Wednesday, April 05, 2006

The Joke's On Us (healthcare finance)

From a fellow family physician, more reasons to avoid expanding centralized, government insurance:

The Joke's On Us as ALWAYS!
Remember that 4.4% Fee Schedule Reduction we had to start the year from Medicare?
Remember we were given that back through all the efforts of the AMA and AAFP?
Forget about the fact that the fee reductions are going to come over the next few years - from anywhere from 12% to 27%.

Here's the bigger farce:

Many of the insurance companies that were secondary carriers for Medicare, still have not resumed the correct schedule, so your 4.4% reduction sticks and the $$ you were supposed to get back from the beginning of the year you are still not getting back.

But here is the real JOKE.
Having seen what my billing has to accomplish in terms of extra time, extra effort and the complexity of the accounting I was dumbfounded!
First we were getting dribs and drabs of $2+/- checks.
Now we have received this past week (and we expect many more to come) 4-5 checks from Medicare varying in size from $250 - $500 (rounding off). HOWEVER, these checks are hundreds and hundreds of individual accounts on patients we were paid the Medicare Fee Schedule less 4.4% .... each of these individual patient account items varies between $ 0.94 (that's right NINETY FOUR CENTS) and $ 9.02 with an average about $2-$3.
Can you imagine being a Billing person who has to post all these and the hourly costs and wages that goes into posting checks with so numerous payments of such small amounts!
Absolutely hysterical!
Sure you can create ONE big dump and cash the checks, but that will make the accounting of individual patient accounts incorrect and will make continued monitoring of reimbursements a near impossibility. So each little $ 0.94 and $2.70 and $3.30 needs to be adjusted out of each account and then reapplied to correct the account and account for these checks coming in.
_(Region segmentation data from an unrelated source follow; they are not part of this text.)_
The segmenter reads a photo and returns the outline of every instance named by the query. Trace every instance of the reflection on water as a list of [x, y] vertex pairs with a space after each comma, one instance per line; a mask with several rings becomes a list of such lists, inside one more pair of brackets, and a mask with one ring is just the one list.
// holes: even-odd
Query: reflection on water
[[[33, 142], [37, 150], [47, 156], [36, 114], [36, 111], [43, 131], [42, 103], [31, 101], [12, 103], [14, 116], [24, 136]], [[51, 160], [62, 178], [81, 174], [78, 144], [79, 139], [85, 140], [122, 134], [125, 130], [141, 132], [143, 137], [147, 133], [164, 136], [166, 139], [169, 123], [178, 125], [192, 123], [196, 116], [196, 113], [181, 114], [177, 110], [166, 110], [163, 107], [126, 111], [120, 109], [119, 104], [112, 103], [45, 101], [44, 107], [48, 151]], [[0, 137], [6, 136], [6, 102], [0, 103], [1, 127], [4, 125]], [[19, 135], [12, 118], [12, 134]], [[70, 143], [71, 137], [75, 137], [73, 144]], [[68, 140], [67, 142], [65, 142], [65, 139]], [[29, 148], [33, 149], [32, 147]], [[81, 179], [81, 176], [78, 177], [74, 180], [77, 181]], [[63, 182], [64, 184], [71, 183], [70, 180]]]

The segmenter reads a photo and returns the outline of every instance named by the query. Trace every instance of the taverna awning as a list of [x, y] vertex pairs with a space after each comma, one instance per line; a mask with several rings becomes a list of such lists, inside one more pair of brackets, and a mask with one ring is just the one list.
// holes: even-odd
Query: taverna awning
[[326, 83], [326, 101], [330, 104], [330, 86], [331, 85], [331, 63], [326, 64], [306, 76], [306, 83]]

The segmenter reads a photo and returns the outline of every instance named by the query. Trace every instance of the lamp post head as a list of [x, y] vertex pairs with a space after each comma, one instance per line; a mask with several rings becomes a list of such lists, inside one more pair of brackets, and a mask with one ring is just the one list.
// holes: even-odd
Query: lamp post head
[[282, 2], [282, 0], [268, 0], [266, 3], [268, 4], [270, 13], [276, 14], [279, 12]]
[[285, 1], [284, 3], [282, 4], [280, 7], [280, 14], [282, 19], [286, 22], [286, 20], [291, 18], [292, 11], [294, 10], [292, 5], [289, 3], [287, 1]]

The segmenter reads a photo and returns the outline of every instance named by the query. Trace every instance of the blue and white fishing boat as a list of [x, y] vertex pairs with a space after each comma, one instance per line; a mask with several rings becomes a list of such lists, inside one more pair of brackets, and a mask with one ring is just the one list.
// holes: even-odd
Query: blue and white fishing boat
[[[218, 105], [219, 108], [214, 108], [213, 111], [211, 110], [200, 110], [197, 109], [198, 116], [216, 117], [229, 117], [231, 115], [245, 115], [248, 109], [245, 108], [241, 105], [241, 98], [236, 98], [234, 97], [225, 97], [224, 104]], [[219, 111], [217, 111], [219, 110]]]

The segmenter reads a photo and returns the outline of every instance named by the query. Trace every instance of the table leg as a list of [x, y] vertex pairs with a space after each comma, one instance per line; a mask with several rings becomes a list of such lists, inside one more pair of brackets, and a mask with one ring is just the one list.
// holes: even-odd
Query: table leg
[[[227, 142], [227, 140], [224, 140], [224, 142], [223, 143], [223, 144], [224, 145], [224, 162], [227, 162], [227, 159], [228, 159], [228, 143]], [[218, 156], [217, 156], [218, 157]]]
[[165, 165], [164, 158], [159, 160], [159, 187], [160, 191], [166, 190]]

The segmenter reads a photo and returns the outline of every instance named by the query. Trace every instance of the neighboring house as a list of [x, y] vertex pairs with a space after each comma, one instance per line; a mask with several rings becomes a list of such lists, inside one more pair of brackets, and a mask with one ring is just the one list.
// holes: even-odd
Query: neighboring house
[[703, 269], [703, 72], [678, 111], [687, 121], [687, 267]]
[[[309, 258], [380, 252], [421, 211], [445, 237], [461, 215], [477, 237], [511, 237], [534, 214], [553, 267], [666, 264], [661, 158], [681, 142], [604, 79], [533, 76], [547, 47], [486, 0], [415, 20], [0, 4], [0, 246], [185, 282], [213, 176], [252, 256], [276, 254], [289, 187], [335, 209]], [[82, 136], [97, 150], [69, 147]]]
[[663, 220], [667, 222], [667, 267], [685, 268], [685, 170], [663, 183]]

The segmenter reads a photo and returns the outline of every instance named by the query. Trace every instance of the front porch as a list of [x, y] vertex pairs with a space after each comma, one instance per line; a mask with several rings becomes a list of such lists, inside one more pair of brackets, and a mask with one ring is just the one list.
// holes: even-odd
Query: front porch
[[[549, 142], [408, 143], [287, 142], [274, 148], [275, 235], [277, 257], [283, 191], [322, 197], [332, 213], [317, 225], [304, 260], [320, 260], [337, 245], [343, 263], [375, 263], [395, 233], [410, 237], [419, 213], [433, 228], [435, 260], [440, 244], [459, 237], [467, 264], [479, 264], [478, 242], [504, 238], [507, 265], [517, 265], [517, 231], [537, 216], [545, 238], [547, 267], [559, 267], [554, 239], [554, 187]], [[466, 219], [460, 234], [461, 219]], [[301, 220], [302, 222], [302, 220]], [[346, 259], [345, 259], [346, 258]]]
I once received a $0.02 check from Medicare.

The doc figures that one of the larger checks will cost 10 hours of a biller's salary --- he will lose $40 in the book-keeping mix up on one $500 check, on top of the money he lost waiting for months to get paid for the work he did in giving medical treatment to a couple of hundred patients. He already had to pay his employees, rent, suppliers, etc.

This was in the midst of a conversation about the costs of billing patients. The consensus is that it costs about $5 to $6 to send a bill, so many do not bill for smaller amounts. Instead, we try to collect from the patient at the next appointment, in order to avoid "fraudandabuse".